There is a good reference to this. I will try to dig it up and send it to you.

Ruben J., Netherlands, 20 November 2009

Very few individuals actually lived in the direct vicinity of the branch points, so finding a common ancestor that lived around the time of those branch points would be extremely unlikely. Finding creatures that are related to those common ancestors and that show some of the steps in our evolution, is the best we can hope for.

Unless we are extremely lucky, of course. And even if we were to find a common ancestor (an organism that should be placed at a branch point), if we would place such an organism in a cladogram, it would still be at the tip of its own branch. That’s inherent to the process of making cladograms.

George T., Republic of Korea, 20 November 2009

Say! Why don’t we do exactly that! i.e. grab a bunch of knives, forks, spoons, sporks, etc and arrange them up in some suitable transitional order and take a picture of it.

I’d love to see one of the progression of cars, trucks, Bicycles etc.

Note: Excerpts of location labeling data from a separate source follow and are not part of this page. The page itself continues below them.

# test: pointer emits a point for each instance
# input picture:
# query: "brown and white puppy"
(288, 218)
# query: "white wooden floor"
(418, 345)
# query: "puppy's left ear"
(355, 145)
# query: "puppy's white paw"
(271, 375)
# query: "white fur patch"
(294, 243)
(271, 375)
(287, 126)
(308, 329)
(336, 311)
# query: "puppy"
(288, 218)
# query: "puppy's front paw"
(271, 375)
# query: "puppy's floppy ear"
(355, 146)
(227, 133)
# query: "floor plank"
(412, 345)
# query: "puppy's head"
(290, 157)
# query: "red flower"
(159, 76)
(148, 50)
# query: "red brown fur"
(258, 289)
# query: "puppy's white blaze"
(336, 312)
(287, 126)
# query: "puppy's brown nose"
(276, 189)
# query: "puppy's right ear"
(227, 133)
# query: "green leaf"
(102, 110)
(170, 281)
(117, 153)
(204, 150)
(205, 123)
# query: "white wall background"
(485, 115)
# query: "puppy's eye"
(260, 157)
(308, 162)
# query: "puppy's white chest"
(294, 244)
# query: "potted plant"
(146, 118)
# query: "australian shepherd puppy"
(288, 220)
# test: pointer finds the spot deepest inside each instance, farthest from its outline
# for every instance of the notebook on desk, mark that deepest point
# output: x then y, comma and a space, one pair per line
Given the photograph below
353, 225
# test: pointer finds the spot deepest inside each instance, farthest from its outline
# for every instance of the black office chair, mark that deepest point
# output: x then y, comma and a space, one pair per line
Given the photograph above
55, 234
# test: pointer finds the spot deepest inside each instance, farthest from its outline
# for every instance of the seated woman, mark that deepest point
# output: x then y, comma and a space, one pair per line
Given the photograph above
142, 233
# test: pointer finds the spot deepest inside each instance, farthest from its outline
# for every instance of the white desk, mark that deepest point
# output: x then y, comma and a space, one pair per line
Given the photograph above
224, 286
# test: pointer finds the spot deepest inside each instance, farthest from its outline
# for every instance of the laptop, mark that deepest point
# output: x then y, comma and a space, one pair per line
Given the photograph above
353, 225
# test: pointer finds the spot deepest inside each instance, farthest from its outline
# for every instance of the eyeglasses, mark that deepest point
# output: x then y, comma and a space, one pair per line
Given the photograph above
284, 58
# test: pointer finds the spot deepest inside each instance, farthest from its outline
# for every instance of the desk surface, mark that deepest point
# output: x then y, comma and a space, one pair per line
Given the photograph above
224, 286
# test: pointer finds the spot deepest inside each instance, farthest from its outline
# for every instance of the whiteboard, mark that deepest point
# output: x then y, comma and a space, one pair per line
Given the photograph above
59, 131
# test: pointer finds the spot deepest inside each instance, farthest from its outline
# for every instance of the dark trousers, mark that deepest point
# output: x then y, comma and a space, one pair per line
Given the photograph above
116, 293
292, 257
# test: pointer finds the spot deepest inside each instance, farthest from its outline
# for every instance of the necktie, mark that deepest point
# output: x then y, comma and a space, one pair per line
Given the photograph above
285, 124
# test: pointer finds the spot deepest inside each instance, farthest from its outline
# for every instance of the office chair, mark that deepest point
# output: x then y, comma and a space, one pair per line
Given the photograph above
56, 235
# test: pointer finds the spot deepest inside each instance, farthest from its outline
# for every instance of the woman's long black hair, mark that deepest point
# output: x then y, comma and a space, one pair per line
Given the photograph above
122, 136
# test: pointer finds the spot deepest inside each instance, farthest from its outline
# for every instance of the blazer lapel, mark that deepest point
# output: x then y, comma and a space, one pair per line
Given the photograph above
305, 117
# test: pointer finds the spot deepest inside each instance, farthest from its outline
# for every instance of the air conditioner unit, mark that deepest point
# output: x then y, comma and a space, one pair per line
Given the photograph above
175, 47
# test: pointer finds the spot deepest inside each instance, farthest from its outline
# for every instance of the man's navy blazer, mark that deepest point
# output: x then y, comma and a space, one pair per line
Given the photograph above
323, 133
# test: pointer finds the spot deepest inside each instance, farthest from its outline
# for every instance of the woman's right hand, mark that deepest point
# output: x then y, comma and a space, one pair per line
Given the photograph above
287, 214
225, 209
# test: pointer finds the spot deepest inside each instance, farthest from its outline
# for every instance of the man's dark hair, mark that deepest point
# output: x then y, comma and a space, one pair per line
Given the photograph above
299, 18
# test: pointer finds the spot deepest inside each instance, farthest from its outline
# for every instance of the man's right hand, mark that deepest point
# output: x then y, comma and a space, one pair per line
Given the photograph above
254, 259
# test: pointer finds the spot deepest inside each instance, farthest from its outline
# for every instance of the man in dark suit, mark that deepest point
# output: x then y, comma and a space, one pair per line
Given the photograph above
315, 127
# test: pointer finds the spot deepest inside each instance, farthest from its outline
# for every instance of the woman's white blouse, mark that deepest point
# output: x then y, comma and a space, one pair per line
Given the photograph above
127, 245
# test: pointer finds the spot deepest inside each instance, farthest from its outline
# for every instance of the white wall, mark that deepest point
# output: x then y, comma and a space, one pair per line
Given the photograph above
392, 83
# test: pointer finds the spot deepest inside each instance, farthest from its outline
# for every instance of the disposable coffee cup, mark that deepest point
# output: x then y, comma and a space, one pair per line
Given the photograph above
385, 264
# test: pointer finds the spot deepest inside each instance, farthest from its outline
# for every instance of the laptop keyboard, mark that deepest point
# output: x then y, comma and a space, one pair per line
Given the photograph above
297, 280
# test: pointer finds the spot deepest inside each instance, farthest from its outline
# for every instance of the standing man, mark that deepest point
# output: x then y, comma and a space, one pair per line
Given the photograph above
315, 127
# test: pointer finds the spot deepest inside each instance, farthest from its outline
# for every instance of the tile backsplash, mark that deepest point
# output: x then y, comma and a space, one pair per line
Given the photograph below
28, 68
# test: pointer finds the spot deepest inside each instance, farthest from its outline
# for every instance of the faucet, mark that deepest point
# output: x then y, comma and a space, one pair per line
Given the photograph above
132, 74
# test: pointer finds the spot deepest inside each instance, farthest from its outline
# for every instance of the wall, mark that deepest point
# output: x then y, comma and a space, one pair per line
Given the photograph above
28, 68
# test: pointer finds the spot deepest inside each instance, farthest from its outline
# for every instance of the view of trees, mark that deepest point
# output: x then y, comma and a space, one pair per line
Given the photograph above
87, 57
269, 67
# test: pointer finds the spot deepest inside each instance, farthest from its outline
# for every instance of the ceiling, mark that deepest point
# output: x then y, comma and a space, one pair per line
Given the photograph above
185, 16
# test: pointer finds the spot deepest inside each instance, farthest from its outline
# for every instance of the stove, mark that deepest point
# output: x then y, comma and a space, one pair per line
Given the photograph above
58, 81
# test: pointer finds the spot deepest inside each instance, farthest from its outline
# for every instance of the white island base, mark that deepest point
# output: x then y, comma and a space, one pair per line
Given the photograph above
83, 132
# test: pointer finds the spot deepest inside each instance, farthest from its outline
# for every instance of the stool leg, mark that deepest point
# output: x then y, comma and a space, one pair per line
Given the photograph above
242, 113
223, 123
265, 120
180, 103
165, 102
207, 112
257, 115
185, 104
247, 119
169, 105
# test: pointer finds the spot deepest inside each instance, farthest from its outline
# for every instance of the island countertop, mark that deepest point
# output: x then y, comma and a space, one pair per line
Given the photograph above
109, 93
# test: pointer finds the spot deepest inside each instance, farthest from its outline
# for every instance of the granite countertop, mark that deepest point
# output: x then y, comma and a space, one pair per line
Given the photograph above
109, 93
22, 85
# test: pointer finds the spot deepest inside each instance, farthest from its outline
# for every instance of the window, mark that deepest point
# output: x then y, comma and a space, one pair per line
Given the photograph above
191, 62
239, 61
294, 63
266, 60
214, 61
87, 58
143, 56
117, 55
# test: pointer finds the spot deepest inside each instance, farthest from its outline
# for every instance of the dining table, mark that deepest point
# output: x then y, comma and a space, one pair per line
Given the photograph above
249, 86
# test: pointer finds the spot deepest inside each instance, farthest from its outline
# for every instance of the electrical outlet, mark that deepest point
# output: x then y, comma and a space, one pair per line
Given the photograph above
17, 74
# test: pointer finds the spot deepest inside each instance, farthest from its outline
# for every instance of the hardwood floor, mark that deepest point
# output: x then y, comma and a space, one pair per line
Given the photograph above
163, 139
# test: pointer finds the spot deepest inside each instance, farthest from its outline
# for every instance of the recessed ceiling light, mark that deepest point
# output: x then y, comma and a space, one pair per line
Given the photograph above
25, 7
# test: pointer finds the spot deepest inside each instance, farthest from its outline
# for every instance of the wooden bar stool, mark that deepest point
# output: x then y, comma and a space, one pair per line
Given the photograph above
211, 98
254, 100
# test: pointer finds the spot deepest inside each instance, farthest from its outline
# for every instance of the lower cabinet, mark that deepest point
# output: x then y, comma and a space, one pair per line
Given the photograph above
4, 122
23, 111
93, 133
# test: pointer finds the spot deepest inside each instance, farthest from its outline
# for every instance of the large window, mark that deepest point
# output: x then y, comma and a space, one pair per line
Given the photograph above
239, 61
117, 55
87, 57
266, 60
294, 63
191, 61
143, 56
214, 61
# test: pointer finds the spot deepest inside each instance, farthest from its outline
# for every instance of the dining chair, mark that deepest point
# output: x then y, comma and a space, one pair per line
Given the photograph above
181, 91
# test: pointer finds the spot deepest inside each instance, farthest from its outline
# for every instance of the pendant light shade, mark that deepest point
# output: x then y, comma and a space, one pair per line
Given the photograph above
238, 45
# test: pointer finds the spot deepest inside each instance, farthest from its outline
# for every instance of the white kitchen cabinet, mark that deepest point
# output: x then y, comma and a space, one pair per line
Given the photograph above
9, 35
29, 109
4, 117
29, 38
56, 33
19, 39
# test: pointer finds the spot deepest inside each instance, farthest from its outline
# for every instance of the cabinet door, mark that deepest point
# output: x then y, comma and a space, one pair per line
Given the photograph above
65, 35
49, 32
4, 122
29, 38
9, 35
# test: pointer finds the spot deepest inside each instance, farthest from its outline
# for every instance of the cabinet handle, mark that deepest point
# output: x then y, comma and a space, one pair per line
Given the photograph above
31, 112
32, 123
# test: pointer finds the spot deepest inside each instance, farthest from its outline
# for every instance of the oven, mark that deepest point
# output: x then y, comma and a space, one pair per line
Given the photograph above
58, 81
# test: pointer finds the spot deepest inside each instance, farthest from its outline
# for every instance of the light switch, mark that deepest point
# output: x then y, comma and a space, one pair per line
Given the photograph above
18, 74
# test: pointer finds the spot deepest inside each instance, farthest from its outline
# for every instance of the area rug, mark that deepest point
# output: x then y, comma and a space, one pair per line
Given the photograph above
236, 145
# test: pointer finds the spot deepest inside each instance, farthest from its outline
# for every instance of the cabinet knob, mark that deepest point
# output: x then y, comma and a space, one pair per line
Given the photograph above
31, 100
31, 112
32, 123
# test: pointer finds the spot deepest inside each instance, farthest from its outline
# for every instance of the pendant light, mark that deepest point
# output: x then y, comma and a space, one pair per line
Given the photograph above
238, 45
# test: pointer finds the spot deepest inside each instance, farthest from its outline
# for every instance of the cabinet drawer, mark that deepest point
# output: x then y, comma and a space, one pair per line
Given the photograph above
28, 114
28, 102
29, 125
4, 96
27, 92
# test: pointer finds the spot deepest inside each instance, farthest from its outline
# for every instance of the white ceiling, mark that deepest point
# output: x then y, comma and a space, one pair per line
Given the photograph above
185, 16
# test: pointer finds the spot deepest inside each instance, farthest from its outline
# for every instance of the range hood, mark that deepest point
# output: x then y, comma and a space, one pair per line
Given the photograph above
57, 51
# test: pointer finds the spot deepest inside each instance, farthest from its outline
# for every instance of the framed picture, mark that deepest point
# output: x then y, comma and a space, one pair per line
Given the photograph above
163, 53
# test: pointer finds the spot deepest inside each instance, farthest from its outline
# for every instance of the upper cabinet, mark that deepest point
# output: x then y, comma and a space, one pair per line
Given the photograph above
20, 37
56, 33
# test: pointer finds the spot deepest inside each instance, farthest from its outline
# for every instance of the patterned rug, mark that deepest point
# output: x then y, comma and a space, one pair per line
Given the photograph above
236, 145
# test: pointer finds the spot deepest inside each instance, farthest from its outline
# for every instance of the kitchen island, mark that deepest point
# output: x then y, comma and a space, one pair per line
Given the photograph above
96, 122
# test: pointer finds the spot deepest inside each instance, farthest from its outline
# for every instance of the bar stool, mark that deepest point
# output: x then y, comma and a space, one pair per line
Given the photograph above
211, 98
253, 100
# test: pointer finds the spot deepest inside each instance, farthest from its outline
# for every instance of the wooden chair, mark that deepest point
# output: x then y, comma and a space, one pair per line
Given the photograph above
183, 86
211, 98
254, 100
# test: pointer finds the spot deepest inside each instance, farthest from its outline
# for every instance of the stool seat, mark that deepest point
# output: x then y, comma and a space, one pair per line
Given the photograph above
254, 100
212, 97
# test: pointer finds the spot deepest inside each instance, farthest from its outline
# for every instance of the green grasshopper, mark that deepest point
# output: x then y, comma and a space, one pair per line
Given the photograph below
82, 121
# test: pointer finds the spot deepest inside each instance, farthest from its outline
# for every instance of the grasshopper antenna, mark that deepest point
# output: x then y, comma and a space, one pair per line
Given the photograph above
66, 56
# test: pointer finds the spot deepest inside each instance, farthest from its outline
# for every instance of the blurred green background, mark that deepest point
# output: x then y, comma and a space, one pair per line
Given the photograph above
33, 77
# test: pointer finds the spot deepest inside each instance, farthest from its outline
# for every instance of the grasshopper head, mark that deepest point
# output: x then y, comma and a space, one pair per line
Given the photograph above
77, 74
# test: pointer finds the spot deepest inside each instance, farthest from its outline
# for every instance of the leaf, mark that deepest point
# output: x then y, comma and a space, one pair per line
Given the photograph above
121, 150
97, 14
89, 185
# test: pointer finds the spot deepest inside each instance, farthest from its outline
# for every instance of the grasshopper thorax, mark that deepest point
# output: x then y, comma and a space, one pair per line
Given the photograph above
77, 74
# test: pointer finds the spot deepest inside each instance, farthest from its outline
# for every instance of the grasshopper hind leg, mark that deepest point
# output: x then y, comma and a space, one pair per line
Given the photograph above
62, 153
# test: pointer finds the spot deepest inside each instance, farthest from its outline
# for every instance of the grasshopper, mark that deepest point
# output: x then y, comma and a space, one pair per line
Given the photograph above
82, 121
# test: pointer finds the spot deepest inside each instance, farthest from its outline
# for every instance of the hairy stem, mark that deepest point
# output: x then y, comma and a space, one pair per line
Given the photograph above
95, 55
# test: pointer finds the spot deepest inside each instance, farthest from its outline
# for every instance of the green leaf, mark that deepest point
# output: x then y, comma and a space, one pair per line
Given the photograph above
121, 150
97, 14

Any takers for the project?

Ross S., United Kingdom, 4 December 2009

In response to Ruben: It’s very convenient that some evolutionists now say

that mutations occur over a very small number of generations, over a short period—this

allows them to get around the fact of the missing transitionals, claiming they are

very rare. But this is not what Darwin believed. So much of his original treatise

has been rewritten as the lack of evidence has forced constant imaginative reworking

of the theory. But explaining away a lack of evidence is not science. Basing a theory

on evidence and then showing it is true by repeatable experiment is science. That

is basic school boy teaching!

In addition to the received comments posted above, Tas Walker has responded to another comment in Creationists are hypocritical, which is posted as one of our weekly feedback articles.